Try specifying init_r to some value less than 2.

I think the default priors are flat in brms, so that could be an issue too. Manually specifying at least a weakly informative prior is usually a good idea.

Agreed to what both @bgoodri and @jonah said. This may happen if the initial values are too large so that the link-function over / underflows. The cloglog link is particular vulnerable to this. It is not problematic if the sampler needs a few attempts to start sampling. The only problem is when it isn’t able to start at all, which only happens for you with the cloglog link. It seems the cloglog link has problems with the cumulative() family when using many response categories. When switching to another ordinal family, sratio say, everything went well for me.

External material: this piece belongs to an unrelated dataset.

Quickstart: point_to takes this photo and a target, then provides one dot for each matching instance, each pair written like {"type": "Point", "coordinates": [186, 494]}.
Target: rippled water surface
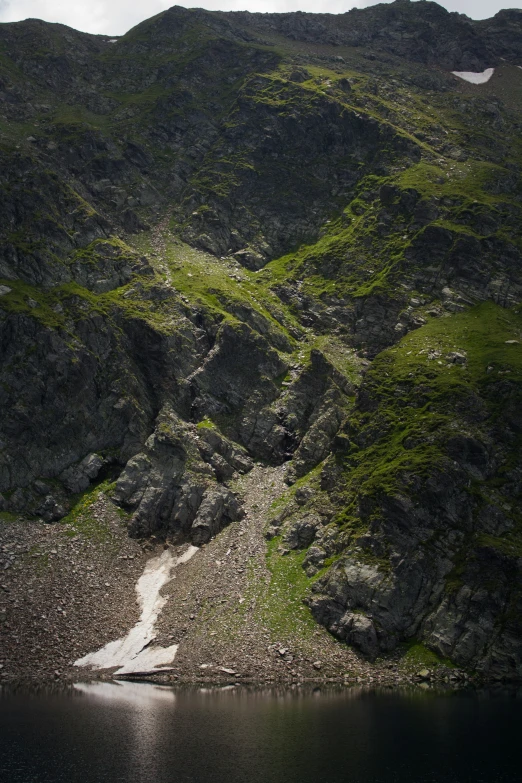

Thanks for the feedback. For the probit model, specifying init_r to a smaller value or using inits="0" does help. The intercepts have a weakly informative default prior (student_t(3,0,10)) but I didn’t notice any major differences if I also manually specified a weakly informative prior for the other parameters.

My ultimate goal is to examine the use of cumulative probability models for continuous outcomes, so the number of ‘response categories’ is the same as the number of observations (assuming no ties). The logit models work fine in this case, but I may have to switch to a different ordinal family for the other links as @paul.buerkner suggested

What is the purpose of using an ordinal model for continuos data? This seems rather strange to me at first glance.

I agree the idea seems a little odd at first glance. The main reasons we are looking at ordinal models for continuous data are:

  1. They are invariant to monotonic transformations of outcomes so can handle skewed distributions where different transformations may give different results
  2. The full conditional CDF can be modelled so estimates of means and quantiles can be derived from a single model
  3. Since any ordered response can be used they can handle mixed discrete/continuous distributions such as an outcome with a lower limit of detection.

More details using the classical/frequentist paradigm are in Liu et al. (2017) and Harrell’s Regression Modeling Strategies, 2nd ed. I’m exploring the same models in a Bayesian framework.

I see this a lot with categorical approaches to continuous data. That’s all over the Gelman and Hill regression book. And often it’s ordinal, but it’s not being modeled as ordinal, as in incomes, or education levels, which might have five or eight clearly ordered bins, but not be modeled as ordinal.